Directed by Ruben Fleischer and written by a bunch of people (seven writers!), there were some impressive moments, but the biggest problem I had with this film was the fact that I wasn't really sure what it was about.  Now, I do confess, I feel like this in most superhero movies where the plots are so convoluted and overpopulated with characters that it's difficult to keep everything straight (I also feel like that while watching some spy movies), but I think in this case there was a reason I didn't know what it was about...because it wasn't really about anything.  And it wasn't saved by the presence of Tom Hardy.  I would say this is one of the lesser Superhero films.

Rosy the Reviewer says...this movie did not turn me into a superhero fan but I will follow Tom Hardy anywhere.

Capernaum (2018)

While serving a five-year prison sentence, a 12-year-old boy sues his parents for "being born."

Young Zain (Zain Al Rafeea) ran away from his negligent parents and ended up in jail.  Now he is suing his parents for bringing him into a world of suffering and pain, and yes, his parents are really terrible. Zain doesn't even know how old he is because his parents never bothered to register his birth and get him a birth certificate. But they also live in a hellish world of poverty and chaos (hence "Capernaum" which translates as chaos).

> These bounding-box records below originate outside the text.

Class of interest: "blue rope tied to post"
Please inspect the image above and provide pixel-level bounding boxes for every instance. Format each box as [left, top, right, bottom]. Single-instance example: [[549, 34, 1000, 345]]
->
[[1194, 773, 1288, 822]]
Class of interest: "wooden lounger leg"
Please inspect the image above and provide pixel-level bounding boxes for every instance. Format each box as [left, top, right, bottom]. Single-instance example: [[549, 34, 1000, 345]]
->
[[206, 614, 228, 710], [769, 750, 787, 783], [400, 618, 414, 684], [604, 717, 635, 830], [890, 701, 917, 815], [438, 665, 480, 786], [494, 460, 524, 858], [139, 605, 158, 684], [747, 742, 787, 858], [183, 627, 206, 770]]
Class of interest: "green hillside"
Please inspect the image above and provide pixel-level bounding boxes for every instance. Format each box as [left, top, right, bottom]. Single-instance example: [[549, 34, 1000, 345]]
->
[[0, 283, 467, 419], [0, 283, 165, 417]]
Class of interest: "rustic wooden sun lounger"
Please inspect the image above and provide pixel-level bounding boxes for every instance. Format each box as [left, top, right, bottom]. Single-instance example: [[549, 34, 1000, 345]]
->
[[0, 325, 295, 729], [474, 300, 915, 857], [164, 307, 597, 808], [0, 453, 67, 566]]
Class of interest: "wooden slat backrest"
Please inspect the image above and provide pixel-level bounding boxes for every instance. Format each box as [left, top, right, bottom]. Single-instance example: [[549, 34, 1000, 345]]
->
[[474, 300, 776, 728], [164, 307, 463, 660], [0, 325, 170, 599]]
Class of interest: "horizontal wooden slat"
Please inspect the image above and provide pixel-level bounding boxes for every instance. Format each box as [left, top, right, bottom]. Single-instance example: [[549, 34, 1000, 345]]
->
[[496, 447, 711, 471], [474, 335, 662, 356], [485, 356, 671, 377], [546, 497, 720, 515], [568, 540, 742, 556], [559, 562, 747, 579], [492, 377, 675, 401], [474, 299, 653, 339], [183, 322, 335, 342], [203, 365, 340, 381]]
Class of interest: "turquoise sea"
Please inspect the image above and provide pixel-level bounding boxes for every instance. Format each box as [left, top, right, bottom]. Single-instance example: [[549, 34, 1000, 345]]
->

The film begins in the court room and then flashes back several months to tell Zain's story and how he ended up in jail.

Zain is a street-wise kid in Beirut, hustling for his parents and mostly fending for himself.  He was born into poverty with seven kids to a bed, forced to sell juice on the street and to fill forged prescriptions that he and his sister, Sahar (Haita 'Cedra' Izzam), would then crush into a powder that their mother would put into clothes to sell to drug addicts in prison. He also runs errands for Assad, a store owner down the street who is after Sahar, who is only 11.  Zain tries to protect Sahar from Assad and plans to run away with her, but before he can do that his parents "sell" Sahar to Assad.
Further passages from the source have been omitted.